À Libreville, le pouvoir veut désormais inscrire l’histoire nationale dans la pierre. Le président Brice Clotaire Oligui Nguema a reçu, le 8 août, une délégation de la famille de Georges Damas Aléka pour lui présenter les contours de la future esplanade dédiée à l’ancien homme d’État gabonais. Une rencontre voulue par le chef de l’État avant l’inauguration annoncée prochaine du site. Claude Damas Ozimo, qui s’est exprimé au nom de la famille, a salué la démarche.

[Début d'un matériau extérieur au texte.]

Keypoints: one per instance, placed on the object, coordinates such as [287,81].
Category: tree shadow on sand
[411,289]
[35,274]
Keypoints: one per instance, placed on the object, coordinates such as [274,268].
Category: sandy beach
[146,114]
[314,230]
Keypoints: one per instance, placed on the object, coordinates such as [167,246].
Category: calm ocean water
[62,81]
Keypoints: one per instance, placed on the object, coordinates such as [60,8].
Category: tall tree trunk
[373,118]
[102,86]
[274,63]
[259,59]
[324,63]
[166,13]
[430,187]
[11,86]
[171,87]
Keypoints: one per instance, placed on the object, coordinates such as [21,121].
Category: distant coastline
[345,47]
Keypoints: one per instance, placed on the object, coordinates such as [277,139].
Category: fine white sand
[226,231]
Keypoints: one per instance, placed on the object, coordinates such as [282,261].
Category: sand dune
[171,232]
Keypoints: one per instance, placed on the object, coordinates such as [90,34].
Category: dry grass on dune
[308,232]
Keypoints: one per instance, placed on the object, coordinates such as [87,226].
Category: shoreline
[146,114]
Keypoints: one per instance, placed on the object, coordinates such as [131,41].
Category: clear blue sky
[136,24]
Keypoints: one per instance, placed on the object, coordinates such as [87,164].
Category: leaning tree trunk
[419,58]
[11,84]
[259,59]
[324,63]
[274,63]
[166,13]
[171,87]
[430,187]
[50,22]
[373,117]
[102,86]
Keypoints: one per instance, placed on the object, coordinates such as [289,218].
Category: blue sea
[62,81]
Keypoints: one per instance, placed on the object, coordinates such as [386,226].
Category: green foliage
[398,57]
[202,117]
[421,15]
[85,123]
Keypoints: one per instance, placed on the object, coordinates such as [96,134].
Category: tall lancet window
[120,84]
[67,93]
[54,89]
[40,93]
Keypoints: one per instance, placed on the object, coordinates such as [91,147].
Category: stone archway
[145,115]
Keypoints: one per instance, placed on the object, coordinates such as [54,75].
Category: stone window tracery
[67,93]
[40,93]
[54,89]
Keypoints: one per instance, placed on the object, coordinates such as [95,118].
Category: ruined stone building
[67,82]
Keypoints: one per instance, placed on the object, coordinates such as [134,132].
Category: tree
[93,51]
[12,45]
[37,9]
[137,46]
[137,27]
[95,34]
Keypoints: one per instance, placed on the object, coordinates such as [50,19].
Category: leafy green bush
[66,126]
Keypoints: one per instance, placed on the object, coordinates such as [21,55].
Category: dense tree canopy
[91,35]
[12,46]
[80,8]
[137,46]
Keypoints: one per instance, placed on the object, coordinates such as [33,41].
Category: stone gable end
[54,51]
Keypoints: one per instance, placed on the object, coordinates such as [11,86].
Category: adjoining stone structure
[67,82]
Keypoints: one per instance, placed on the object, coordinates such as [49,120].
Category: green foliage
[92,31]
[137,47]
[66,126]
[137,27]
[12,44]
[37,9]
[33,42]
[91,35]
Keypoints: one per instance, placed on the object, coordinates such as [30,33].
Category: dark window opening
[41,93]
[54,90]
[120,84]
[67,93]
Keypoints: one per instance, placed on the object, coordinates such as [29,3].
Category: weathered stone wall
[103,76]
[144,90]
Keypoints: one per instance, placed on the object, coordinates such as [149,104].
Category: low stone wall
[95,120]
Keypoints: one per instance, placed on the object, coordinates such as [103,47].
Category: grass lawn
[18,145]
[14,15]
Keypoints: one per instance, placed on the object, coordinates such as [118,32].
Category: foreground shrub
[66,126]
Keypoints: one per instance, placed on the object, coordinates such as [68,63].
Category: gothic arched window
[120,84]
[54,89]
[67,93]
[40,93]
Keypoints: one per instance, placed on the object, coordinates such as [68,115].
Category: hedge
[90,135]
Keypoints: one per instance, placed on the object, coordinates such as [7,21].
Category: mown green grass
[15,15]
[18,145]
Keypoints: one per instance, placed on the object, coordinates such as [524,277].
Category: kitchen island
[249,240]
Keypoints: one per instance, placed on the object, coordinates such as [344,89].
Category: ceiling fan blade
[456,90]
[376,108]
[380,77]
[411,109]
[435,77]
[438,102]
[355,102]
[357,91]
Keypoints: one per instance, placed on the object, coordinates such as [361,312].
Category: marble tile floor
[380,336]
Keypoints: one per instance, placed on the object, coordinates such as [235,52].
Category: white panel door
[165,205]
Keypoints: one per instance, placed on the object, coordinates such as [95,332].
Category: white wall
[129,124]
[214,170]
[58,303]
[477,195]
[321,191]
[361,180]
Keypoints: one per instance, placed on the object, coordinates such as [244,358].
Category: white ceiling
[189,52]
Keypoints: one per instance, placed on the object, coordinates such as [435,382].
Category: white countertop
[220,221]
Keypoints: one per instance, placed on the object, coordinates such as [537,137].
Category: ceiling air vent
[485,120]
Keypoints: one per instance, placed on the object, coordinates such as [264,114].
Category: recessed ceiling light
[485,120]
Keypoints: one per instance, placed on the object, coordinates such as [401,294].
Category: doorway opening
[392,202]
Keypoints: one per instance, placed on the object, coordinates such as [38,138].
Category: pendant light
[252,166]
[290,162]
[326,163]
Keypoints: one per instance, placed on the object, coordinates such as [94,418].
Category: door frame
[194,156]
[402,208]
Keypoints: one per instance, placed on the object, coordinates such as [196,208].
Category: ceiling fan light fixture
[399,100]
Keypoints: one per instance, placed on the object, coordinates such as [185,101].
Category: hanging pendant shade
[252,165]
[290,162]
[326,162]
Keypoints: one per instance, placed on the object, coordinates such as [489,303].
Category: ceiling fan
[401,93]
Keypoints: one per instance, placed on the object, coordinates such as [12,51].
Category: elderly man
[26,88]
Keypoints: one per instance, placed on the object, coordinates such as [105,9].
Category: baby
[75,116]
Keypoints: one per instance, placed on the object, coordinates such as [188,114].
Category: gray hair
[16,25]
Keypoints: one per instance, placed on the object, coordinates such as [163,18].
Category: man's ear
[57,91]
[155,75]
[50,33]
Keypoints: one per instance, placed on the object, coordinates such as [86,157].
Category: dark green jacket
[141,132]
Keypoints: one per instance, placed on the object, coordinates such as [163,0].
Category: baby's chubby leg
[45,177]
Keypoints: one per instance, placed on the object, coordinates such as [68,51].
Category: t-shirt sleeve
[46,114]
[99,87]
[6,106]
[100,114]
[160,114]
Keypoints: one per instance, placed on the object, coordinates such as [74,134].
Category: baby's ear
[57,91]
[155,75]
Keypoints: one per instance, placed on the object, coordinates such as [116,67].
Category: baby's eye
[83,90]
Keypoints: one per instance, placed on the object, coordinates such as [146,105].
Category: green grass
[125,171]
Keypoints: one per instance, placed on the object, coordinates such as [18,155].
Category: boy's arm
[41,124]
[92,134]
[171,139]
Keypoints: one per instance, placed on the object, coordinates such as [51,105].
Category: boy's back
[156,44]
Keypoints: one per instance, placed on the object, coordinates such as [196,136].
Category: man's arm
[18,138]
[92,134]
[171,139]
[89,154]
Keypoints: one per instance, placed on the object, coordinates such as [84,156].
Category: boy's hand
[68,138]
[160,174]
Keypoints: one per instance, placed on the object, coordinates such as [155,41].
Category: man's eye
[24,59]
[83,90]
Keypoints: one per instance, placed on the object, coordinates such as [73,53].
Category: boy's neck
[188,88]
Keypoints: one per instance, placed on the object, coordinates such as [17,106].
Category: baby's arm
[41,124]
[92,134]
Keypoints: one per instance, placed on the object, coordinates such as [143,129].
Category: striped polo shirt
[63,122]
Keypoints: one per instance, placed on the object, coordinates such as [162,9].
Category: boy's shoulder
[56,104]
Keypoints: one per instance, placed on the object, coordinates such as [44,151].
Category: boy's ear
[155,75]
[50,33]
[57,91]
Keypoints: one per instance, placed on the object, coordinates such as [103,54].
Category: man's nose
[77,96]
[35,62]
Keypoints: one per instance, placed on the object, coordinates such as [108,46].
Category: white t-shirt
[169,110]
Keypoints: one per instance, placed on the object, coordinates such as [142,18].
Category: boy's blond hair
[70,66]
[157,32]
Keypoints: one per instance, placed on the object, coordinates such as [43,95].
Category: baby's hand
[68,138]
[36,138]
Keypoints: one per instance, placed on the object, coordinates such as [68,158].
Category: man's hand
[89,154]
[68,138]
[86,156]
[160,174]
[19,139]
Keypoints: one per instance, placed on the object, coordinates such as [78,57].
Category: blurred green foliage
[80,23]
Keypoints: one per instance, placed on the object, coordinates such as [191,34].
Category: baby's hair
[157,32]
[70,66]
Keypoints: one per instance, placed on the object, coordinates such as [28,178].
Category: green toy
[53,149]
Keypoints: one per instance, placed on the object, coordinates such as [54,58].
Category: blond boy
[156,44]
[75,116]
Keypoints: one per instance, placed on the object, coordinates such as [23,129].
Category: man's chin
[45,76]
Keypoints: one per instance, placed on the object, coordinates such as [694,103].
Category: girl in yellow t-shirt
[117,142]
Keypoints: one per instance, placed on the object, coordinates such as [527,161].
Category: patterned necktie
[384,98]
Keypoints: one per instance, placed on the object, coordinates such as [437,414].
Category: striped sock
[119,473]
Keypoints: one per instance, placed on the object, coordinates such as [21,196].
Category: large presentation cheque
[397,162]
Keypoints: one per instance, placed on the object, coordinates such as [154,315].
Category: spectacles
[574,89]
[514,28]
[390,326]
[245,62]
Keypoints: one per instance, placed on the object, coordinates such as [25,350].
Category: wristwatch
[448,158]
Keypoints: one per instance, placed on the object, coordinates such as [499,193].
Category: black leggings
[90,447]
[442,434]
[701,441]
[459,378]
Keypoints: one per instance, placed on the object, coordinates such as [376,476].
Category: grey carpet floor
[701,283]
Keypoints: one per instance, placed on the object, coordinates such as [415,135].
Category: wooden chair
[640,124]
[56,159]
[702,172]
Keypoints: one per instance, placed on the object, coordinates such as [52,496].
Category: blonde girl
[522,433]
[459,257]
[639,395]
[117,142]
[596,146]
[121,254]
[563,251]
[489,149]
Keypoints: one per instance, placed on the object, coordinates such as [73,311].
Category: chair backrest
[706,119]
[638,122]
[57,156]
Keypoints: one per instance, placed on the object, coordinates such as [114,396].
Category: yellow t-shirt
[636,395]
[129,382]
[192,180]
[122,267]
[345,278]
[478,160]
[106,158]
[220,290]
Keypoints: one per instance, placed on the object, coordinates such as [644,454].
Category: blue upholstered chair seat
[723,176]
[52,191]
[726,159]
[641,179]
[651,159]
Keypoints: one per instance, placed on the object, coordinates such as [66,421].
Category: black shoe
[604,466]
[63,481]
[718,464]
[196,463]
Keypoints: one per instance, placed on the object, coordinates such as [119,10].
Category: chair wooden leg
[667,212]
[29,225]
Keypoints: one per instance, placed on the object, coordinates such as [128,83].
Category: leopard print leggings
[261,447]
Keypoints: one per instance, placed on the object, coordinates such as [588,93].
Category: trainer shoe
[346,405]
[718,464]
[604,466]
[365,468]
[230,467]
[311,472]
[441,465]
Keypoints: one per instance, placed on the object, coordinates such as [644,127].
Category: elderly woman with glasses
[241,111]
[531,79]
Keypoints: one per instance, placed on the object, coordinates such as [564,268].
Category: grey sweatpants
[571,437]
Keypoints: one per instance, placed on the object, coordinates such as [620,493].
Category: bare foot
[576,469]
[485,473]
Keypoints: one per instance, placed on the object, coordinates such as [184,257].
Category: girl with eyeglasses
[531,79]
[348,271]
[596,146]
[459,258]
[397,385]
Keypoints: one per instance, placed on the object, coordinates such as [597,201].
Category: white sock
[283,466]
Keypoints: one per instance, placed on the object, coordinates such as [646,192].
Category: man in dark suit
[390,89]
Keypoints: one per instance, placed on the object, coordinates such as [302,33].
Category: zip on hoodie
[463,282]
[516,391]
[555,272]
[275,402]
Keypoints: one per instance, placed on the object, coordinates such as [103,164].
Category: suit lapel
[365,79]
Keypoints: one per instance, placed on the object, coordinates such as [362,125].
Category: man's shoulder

Érigée sur le front de mer, face à la Tribune de l’Indépendance, l’esplanade doit dépasser la seule logique d’aménagement urbain. Le projet prévoit huit pavillons représentant les provinces ainsi qu’un édifice central de 30 mètres consacré à l’Estuaire. L’ensemble est présenté comme un espace de transmission de l’histoire nationale et de célébration de l’unité du pays.
Le choix de Georges Damas Aléka est hautement symbolique. Diplomate, ancien président de l’Assemblée nationale, il demeure surtout l’auteur des paroles de « La Concorde », l’hymne national gabonais. Celles-ci doivent être gravées sur les piliers du monument principal. Pour Brice Oligui Nguema, cette référence à l’hymne participe d’une politique visant à replacer les grandes figures et les symboles historiques au cœur du récit national.
La présidence souligne également que près de 90 % de la main-d’œuvre mobilisée sur le chantier est gabonaise, faisant de l’ouvrage une vitrine des compétences locales. À l’issue de l’audience, la famille Damas Aléka a offert au président un pagne traditionnel « Okorwè », aux couleurs nationales et orné de symboles de la République, en signe de reconnaissance.